- SloFluffCon Logo
- SloFluffCon Flag
- Status: Active
- Genre: Furry Convention
- Frequency: Annual
- Venue: Grand Hotel Union Eurostars
- Location: Ljubljana
- Country: Slovenia
- Founder: HexagonHusky
- Website: https://slofluffcon.org/

= SloFluffCon =

SloFluffCon (usually shortened to SFC) is an international furry convention, that takes place in Ljubljana, Slovenia. It is an event organized by furries, where participants from different countries come together and socialize, sharing their passion for anthropomorphic animals, culture, and art. All of these activities are strongly associated with the furry subculture. SloFluffCon is organized annually in Ljubljana, the capital of Slovenia in January.

== History of the convention ==

SloFluffCon 2026

SloFluffCon started with an idea in 2020, when the organizers at the time decided to create an international furry event that would bring together the furry community in Slovenia as well as the neighboring countries. With this in mind, they sought to organize the first international furry convention in Slovenia.

The first edition of SloFluffCon took place in 2023 at Hotel Evropa in the city of Celje. Numerous local and international furries attended the event.This edition of the convention was the first international gathering of furries in the Republic of Slovenia.

In 2024, SFC took place at the same venue as in its inaugural year. The event was also attended by the Mayor of the Urban Municipality of Celje. Uncle Kage, the chairman of Anthrocon, also attended the convention as a Guest of Honor.

The SFC organizers subsequently decided to move the event to the capital of Slovenia in 2025 to the Grand Hotel Union. Due to the relocation and the change of date, the next edition SloFluffCon was organized in 2026 with the theme Atomic Future. The guest of honor was Thabo Meerkat.

SloFluffCon will be organized again in January 2027 at the Grand Hotel Union in Ljubljana. It features the theme Everyday Heroes and the Guest of Honor Ronnie Noodles accompanied by two special guests, Uncle Kage and Alkali Bismuth.

== SloFluffCon timeline ==

SloFluffCon has been held since 2023. Each year a theme is chosen serving as the central inspiration for decorations, events, and the event's overall aesthetic. Since 2024, the event has featured a guest of honor, and from 2026 onwards, special guests as well.

Each theme represents an adventure of the convention's mascots. Those are a blue Dog, a red Cat, a green and orange Bat, and a golden yellow Buck. The table below lists all editions of SloFluffCon and their respective themes.

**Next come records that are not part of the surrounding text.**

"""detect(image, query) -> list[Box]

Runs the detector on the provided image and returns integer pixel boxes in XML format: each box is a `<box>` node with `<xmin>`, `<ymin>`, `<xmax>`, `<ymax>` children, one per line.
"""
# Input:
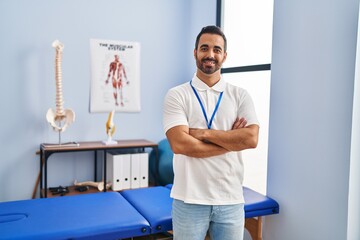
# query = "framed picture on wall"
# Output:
<box><xmin>90</xmin><ymin>39</ymin><xmax>140</xmax><ymax>112</ymax></box>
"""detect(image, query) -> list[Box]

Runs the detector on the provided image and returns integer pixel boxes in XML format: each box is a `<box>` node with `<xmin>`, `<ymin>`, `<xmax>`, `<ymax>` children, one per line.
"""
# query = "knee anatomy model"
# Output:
<box><xmin>46</xmin><ymin>40</ymin><xmax>75</xmax><ymax>136</ymax></box>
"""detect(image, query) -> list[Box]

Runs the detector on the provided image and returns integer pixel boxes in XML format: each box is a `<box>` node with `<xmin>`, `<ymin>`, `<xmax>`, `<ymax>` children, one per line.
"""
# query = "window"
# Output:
<box><xmin>217</xmin><ymin>0</ymin><xmax>273</xmax><ymax>194</ymax></box>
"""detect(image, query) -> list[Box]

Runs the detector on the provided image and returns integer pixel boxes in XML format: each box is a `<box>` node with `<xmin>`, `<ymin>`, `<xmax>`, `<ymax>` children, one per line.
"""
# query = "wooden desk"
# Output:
<box><xmin>40</xmin><ymin>139</ymin><xmax>159</xmax><ymax>198</ymax></box>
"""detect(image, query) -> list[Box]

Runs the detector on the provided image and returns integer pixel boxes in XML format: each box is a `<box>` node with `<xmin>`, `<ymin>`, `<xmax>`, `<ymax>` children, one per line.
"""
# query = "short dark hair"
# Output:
<box><xmin>195</xmin><ymin>25</ymin><xmax>227</xmax><ymax>52</ymax></box>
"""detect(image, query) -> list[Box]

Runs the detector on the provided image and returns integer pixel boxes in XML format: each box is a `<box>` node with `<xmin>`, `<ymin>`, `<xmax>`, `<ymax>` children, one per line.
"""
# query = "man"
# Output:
<box><xmin>163</xmin><ymin>26</ymin><xmax>259</xmax><ymax>240</ymax></box>
<box><xmin>105</xmin><ymin>55</ymin><xmax>129</xmax><ymax>106</ymax></box>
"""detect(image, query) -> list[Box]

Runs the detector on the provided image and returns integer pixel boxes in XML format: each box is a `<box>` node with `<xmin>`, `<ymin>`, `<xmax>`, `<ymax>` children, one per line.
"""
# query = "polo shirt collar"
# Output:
<box><xmin>192</xmin><ymin>73</ymin><xmax>226</xmax><ymax>92</ymax></box>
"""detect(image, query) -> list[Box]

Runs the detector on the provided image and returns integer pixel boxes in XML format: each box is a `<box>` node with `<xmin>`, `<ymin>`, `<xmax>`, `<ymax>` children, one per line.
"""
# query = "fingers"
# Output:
<box><xmin>232</xmin><ymin>117</ymin><xmax>247</xmax><ymax>129</ymax></box>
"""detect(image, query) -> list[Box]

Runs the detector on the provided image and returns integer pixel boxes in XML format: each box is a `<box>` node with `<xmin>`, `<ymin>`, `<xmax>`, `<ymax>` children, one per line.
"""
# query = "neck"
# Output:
<box><xmin>196</xmin><ymin>70</ymin><xmax>221</xmax><ymax>87</ymax></box>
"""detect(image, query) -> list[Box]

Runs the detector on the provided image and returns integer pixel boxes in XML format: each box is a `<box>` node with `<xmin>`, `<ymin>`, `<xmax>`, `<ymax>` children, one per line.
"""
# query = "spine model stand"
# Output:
<box><xmin>46</xmin><ymin>40</ymin><xmax>75</xmax><ymax>144</ymax></box>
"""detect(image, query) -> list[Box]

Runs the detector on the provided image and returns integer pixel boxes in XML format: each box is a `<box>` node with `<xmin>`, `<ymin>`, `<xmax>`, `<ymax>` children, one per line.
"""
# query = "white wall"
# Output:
<box><xmin>264</xmin><ymin>0</ymin><xmax>359</xmax><ymax>240</ymax></box>
<box><xmin>347</xmin><ymin>3</ymin><xmax>360</xmax><ymax>240</ymax></box>
<box><xmin>0</xmin><ymin>0</ymin><xmax>216</xmax><ymax>202</ymax></box>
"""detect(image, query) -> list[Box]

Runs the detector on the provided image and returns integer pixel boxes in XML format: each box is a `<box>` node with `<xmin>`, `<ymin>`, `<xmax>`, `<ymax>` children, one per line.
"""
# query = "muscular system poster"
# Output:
<box><xmin>90</xmin><ymin>39</ymin><xmax>140</xmax><ymax>112</ymax></box>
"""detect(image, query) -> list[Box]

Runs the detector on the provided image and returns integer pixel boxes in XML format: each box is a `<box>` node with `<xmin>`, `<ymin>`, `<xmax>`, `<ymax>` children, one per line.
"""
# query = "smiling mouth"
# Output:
<box><xmin>202</xmin><ymin>59</ymin><xmax>216</xmax><ymax>66</ymax></box>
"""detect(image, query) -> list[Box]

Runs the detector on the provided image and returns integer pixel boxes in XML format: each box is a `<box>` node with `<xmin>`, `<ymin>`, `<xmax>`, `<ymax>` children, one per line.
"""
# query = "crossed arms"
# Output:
<box><xmin>166</xmin><ymin>118</ymin><xmax>259</xmax><ymax>158</ymax></box>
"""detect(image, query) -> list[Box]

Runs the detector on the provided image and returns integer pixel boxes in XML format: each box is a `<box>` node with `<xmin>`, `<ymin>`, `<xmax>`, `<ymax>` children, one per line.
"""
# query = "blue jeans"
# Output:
<box><xmin>172</xmin><ymin>199</ymin><xmax>245</xmax><ymax>240</ymax></box>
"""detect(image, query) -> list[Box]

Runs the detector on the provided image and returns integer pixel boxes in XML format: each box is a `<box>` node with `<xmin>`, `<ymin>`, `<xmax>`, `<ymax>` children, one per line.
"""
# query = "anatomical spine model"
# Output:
<box><xmin>103</xmin><ymin>110</ymin><xmax>117</xmax><ymax>145</ymax></box>
<box><xmin>46</xmin><ymin>40</ymin><xmax>75</xmax><ymax>140</ymax></box>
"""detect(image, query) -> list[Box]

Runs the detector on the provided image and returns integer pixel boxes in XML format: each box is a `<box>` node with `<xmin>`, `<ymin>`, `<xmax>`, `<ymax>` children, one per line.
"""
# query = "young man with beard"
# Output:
<box><xmin>163</xmin><ymin>26</ymin><xmax>259</xmax><ymax>240</ymax></box>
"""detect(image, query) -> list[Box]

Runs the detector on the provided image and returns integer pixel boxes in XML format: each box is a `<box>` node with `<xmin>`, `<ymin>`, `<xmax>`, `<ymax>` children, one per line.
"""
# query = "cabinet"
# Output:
<box><xmin>40</xmin><ymin>139</ymin><xmax>159</xmax><ymax>198</ymax></box>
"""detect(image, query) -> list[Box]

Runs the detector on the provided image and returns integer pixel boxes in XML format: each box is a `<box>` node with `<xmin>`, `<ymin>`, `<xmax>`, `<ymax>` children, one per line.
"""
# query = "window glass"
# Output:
<box><xmin>221</xmin><ymin>0</ymin><xmax>273</xmax><ymax>68</ymax></box>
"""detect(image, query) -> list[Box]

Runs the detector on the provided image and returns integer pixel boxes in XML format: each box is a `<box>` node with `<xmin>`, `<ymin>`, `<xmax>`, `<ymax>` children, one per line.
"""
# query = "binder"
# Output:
<box><xmin>106</xmin><ymin>153</ymin><xmax>131</xmax><ymax>191</ymax></box>
<box><xmin>139</xmin><ymin>153</ymin><xmax>149</xmax><ymax>187</ymax></box>
<box><xmin>130</xmin><ymin>153</ymin><xmax>140</xmax><ymax>188</ymax></box>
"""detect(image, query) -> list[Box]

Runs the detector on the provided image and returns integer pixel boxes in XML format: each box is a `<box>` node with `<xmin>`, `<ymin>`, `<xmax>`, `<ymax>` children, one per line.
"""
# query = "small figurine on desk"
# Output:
<box><xmin>74</xmin><ymin>180</ymin><xmax>111</xmax><ymax>192</ymax></box>
<box><xmin>103</xmin><ymin>110</ymin><xmax>117</xmax><ymax>145</ymax></box>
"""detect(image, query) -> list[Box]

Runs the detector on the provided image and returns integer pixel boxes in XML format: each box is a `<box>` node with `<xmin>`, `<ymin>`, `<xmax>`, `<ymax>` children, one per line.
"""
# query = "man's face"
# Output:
<box><xmin>194</xmin><ymin>33</ymin><xmax>227</xmax><ymax>74</ymax></box>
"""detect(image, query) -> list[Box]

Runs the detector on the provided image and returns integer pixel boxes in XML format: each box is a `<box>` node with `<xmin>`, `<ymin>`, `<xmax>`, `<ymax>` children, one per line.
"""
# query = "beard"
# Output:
<box><xmin>196</xmin><ymin>57</ymin><xmax>222</xmax><ymax>74</ymax></box>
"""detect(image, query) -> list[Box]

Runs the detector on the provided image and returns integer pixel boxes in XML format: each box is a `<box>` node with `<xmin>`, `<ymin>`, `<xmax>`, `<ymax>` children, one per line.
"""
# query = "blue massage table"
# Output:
<box><xmin>0</xmin><ymin>192</ymin><xmax>150</xmax><ymax>240</ymax></box>
<box><xmin>0</xmin><ymin>185</ymin><xmax>279</xmax><ymax>240</ymax></box>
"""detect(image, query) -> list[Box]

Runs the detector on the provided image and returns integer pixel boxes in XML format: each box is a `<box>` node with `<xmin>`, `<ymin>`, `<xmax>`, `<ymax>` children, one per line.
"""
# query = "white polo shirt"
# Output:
<box><xmin>163</xmin><ymin>75</ymin><xmax>259</xmax><ymax>205</ymax></box>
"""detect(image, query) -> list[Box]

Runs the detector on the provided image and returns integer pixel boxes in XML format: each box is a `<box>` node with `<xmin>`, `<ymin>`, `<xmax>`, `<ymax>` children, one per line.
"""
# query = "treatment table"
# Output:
<box><xmin>0</xmin><ymin>185</ymin><xmax>279</xmax><ymax>240</ymax></box>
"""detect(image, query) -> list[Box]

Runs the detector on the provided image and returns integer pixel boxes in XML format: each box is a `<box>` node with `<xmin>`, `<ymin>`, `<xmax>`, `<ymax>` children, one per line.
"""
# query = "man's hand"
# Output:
<box><xmin>189</xmin><ymin>117</ymin><xmax>247</xmax><ymax>142</ymax></box>
<box><xmin>231</xmin><ymin>117</ymin><xmax>247</xmax><ymax>130</ymax></box>
<box><xmin>189</xmin><ymin>118</ymin><xmax>259</xmax><ymax>151</ymax></box>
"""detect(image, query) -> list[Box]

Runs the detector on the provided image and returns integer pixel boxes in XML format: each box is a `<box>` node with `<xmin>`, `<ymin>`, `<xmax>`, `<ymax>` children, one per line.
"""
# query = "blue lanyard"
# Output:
<box><xmin>190</xmin><ymin>81</ymin><xmax>223</xmax><ymax>129</ymax></box>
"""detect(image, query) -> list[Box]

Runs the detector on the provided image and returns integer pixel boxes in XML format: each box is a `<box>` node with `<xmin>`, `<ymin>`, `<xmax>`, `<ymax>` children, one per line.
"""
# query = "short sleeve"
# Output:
<box><xmin>163</xmin><ymin>88</ymin><xmax>189</xmax><ymax>133</ymax></box>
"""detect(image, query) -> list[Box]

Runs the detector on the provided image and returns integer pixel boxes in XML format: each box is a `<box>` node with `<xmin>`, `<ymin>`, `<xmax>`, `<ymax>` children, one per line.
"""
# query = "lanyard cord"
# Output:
<box><xmin>190</xmin><ymin>81</ymin><xmax>224</xmax><ymax>129</ymax></box>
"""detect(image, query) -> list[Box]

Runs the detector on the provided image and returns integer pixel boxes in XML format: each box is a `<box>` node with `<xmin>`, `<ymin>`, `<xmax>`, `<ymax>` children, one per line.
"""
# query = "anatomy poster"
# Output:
<box><xmin>90</xmin><ymin>39</ymin><xmax>140</xmax><ymax>112</ymax></box>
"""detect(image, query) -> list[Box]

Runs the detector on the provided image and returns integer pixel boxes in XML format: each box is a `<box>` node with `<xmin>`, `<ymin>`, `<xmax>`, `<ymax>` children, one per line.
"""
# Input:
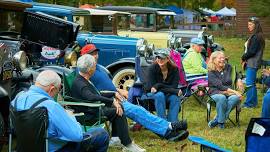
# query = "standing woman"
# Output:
<box><xmin>146</xmin><ymin>49</ymin><xmax>182</xmax><ymax>122</ymax></box>
<box><xmin>207</xmin><ymin>51</ymin><xmax>243</xmax><ymax>129</ymax></box>
<box><xmin>242</xmin><ymin>17</ymin><xmax>265</xmax><ymax>108</ymax></box>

Ronnie Noodles – Guest of Honor 2027

| Edition | Date | Location | Theme |
|---|---|---|---|
| SloFluffCon 2023 | 19–22 August 2023 | Hotel Evropa, Celje, Slovenia | Secret Agents |
| SloFluffCon 2024 | 24–27 August 2024 | Hotel Evropa, Celje, Slovenia | Mystery at the Hotel |
| SloFluffCon 2026 | 22–25 January 2026 | Grand Hotel Union, Ljubljana, Slovenia | Atomic Future |
| SloFluffCon 2027 | 21–24 January 2027 | Grand Hotel Union, Ljubljana, Slovenia | Everyday Heroes |

== Central events ==

Uncle Kage – Guest of Honor 2024

- My First Furry Convention - Prepares newcomers for their first furry convention.
- Dealers' Den - Participants sell their products that are thematically related to all things furry.
- Group Photo - Everyone is brought together for an unforgettable group picture.
- Talent Show - Attendees showcase their talents and compete for a prize.
- International Snack Exchange - Attendees share and swap local snacks with one another in a delicious cultural exchange.
- Fursuit Walk - The event takes place on the streets of Ljubljana near the convention space.
- Furdance - Main event of the evening, featuring memorable DJs and top-notch sound and lighting systems.
- Attendee organized panels and events - Every year attendees are given the opportunity to organize their own events and panels within the convention; this also includes activities involving the guest of honor and other special guests.